Let’s try this again…
For someone who hadn’t undergone a therapy session in person before, the first one was pretty daunting. Heck, I was sceptical I would bare my feelings and thoughts to a random individual miles away from me; someone who is completely different from who I am. But you’d be surprised – as was I.
The first session over Zoom started out like this. Some general questions were asked, like ‘why did you decide to come for therapy?’, ‘what are you hoping to get at the end of your therapy sessions?’ and so on. Surprisingly, I soon felt comfortable enough to share my feelings with my counsellor, and my 50-minute session passed by too quickly.
Since then, it’s been almost two months of counselling. Suffice to say, I’ve enjoyed attending my virtual therapy sessions. Therapy has become a safe space for me to vent my issues to someone who can help me visualise my feelings from a different perspective, offer profound advice (like how assumptions are dangerous) and help me work through my problems.
I’ve learned that your therapist isn’t there to tell you what to do or to force their opinions on you. They provide you with doable practices and advice to aid you in reflecting on your feelings around a particular subject (like the pandemic) and getting out of the funk you might be in.
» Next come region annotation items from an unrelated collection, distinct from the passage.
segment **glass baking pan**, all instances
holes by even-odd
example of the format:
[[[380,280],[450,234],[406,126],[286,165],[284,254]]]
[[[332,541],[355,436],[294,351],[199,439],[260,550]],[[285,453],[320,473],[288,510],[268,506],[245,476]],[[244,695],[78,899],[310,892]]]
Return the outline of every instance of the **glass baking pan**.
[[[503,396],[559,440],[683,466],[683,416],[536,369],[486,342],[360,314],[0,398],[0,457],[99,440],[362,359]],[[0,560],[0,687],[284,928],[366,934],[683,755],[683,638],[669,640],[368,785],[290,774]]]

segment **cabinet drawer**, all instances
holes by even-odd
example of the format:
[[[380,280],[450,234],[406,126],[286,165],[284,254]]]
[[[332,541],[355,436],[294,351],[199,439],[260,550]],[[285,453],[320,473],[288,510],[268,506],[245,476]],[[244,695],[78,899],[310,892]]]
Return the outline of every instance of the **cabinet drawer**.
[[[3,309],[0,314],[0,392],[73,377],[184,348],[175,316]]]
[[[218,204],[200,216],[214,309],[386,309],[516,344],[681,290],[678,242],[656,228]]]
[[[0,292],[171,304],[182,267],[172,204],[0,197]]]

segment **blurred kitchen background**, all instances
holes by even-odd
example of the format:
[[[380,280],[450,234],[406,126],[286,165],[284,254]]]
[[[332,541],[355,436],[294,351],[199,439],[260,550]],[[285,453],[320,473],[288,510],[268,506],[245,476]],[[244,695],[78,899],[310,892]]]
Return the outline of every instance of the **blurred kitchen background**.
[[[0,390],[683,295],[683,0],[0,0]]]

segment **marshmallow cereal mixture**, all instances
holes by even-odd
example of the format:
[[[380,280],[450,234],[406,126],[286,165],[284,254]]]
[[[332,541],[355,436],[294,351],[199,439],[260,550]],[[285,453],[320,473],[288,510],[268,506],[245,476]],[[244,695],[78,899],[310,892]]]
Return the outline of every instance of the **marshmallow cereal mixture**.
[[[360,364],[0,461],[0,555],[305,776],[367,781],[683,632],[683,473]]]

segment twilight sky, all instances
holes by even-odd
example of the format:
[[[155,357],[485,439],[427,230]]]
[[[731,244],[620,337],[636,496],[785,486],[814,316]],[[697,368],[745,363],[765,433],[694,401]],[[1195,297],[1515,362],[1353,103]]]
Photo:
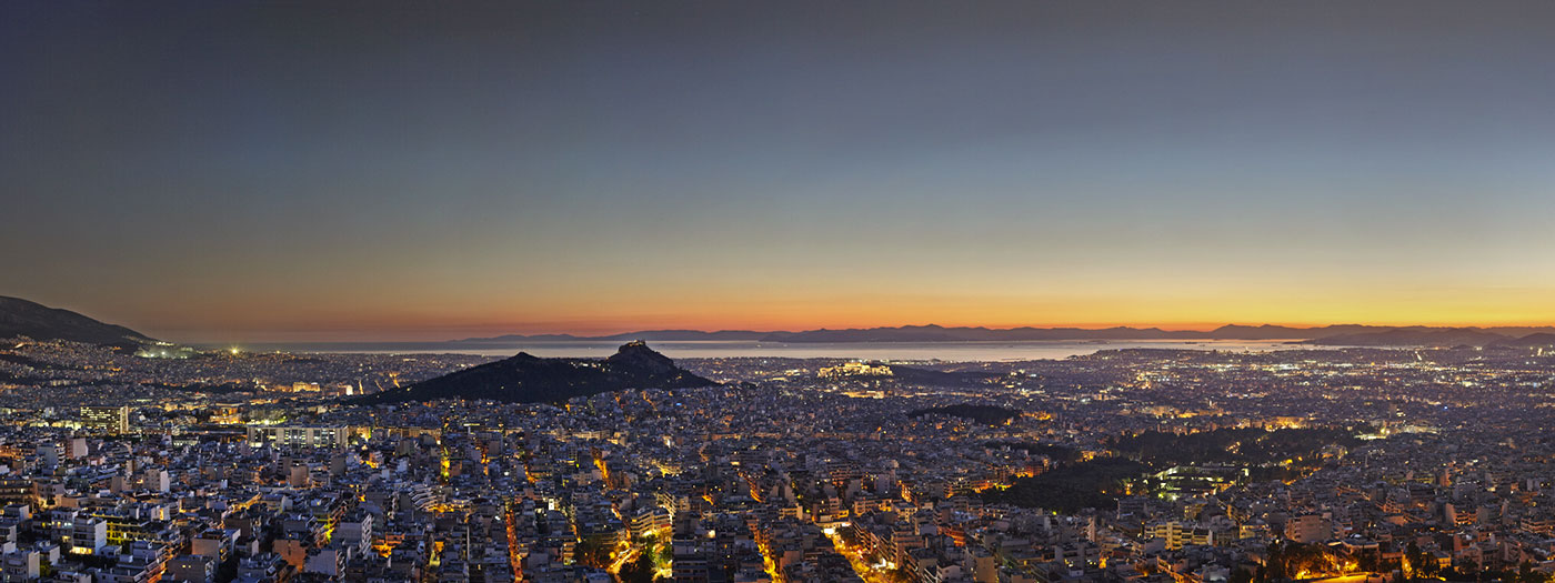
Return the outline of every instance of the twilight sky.
[[[173,340],[1555,323],[1555,3],[0,5],[0,295]]]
Like my newfound worry during Phase 2: ‘re-entry anxiety’ (it’s definitely real!).
How to boost your mental wellbeing
Unfortunately, therapy isn’t a be-all-end-all solution to life’s problems (I wish). But there are other ways to boost your mental wellbeing, besides talking about your problems. My preference? Running – it works wonders. Nothing beats sweating it out, enjoying the cool air at night and clearing your mind by going on a long run. Mindfulness apps have also been a lifesaver on days I can’t seem to get out of my head – and they could work for you, too.
And if you’re having a bad day, it’s perfectly fine to eat an entire tub of ice cream by yourself or do some retail therapy – I know I have.